|A photo Anton and Emma took on the game farm|
I’d like to take a short break from engineering, marketing and all other serious topics and share a little about my experience living in rural South Africa. I live in a farming community deep in the Mpumalanga Lowveld amidst beautiful mountains in a valley full of citrus orchards. Just around the corner however, is the base of the Ingwe Leopard Project.
|Anton with a Cheetah at Moholoholo Rehabilitation Center|
Friends of mine, conservationists Emma and Anton are researchers who are leading the effort to stabalise leopard population numbers in the area. Apart from tracking leopard behavior, they run an education program for farmers who kill leopards thinking them menaces. I spent the weekend with them and their current volunteer house sitting the luxury tented Black Leopard Camp.
|The luxurious Black Leopard Camp-nestled deep in the mountains and accessed only by special off-road vehicles|
The weekend started off with arriving at the carcas of a wildebeest that Anton had shot. The animal had a hernia and was suffering quite a lot. Also, in the same area, a leopard had recently given birth to three adorable cubs. Anton hoped that the kill would increase the chances of the cubs surviving. Just one in 6 leopard cubs survive to adulthood and the mother will leave them for days on end in order to find food.
|Daniel, the Brazilian volunteer gutting the wildebeest to make the smell more noticable to the leopard-mother|
We took a few fillets for supper, which was spent around a roaring fire at the bar.
Saturday was spent hiking a mountain to scout leopard activity and place GPS coordinates on the far corner of the park. This tiresome task took about 5 hours (and did I mention involved climbing a mountain?) but the exercise was great. We saw a number of animals and birds and the view was spectacular! I’ll post the pictures at some point.

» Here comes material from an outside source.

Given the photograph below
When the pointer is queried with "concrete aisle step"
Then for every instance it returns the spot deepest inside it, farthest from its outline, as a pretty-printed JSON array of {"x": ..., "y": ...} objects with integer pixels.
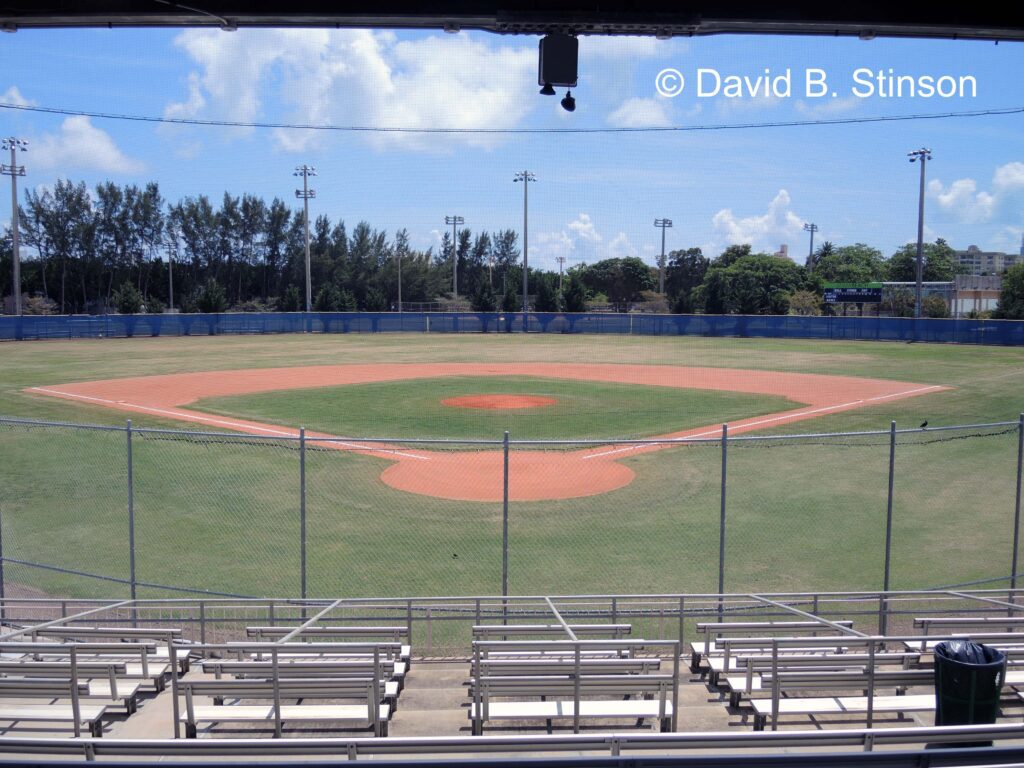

We discovered that that area of the park had very little leopard activity, which was useful anyway. The work that Ingwe have done is truly amazing. Their camera traps have aided in tracking the local leopards that inhabit the area and their research will help to conservation planning, especially in farming communities in other places. Their volunteer program allows conservation-enthusiasts from all over the world the chance to experience South African conservation first-hand. Currently, Daniel from Brazil-a jaguar-conservationist from Brazil is at Ingwe.